BSN新潟放送 / 2024年6月23日 12時0分

BSN

いよいよ今週末の6月29日と30日に、新潟県胎内市で被災地支援のため、声優が朗読劇などを演じるイベントが行われます。イベントに出演するのは声優の井上和彦さん(70)が立ち上げたグループの「声援団」です。

美味しんぼの山岡士郎やNARUTOのはたけカカシ、夏目友人帳のにゃんこ先生などを演じてきたベテラン声優の井上和彦さんが声援団に込めた思いとは…

震災から3日後に会議室で生まれた「声援団」

「震災の3日後の3月14日に、声援団(せいえんだん)は結成したんです」
井上和彦さんはそう話し始めました。

2011年3月11日に東日本大震災が発生。
井上さんたち多くの声優は仕事がキャンセルになりました。
余震も続き、被災地の様子が映像で流れる中、どうしようか…と不安に思っているとき、「自分たち声優に何かできることはないか」と思い立ったといいます。


3月14日、声優仲間たちと会議室に集まって結成されたのが「声援団」でした。

「その後は陸前高田や石巻、女川などの被災地を回って焼きそばの炊き出しを行ったり、子どもたちと遊んだり…様々な活動を行った」と井上さんは振り返ります。

声援団の中心メンバーは井上さんのほか、かないみかさん、勝杏里さん、檜山修之さん、伊藤健太郎さん、甲斐田裕子さんら実力派声優たちが名を連ね、気が付けば、結成から13年となりました。

「もう13年なんですよね。

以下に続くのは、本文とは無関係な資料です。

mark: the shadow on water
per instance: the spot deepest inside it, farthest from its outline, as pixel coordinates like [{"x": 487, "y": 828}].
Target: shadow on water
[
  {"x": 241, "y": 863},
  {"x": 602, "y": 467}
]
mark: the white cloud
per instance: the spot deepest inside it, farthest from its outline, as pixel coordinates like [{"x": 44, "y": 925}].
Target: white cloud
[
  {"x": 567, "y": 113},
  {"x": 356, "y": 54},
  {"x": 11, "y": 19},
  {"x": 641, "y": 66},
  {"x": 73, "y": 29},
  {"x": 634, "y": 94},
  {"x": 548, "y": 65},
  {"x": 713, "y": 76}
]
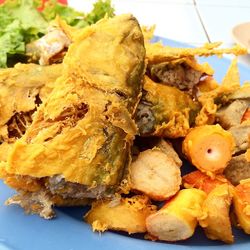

あっという間ですよね…」

被災地であらためて誓った「みんなに笑顔を届けたい」

声援団の活動のコンセプトは「みんなに笑顔を届けたい」。
井上さんたち声援団は被災地以外でも、チャリティーライブで募金を呼びかけるなど精力的に活動してきました。

井上さんは「被災地で、肌で感じたものが強烈だったからこそ、伝えたいものがあった」と振り返ります。

井上和彦さん
「石巻に友人がいるんですが、彼の実家が女川にあって20m以上の津波が押し寄せ、全て流されてしまったというのです。それなのに、陸前高田に行って炊き出しのボランティアをしていました。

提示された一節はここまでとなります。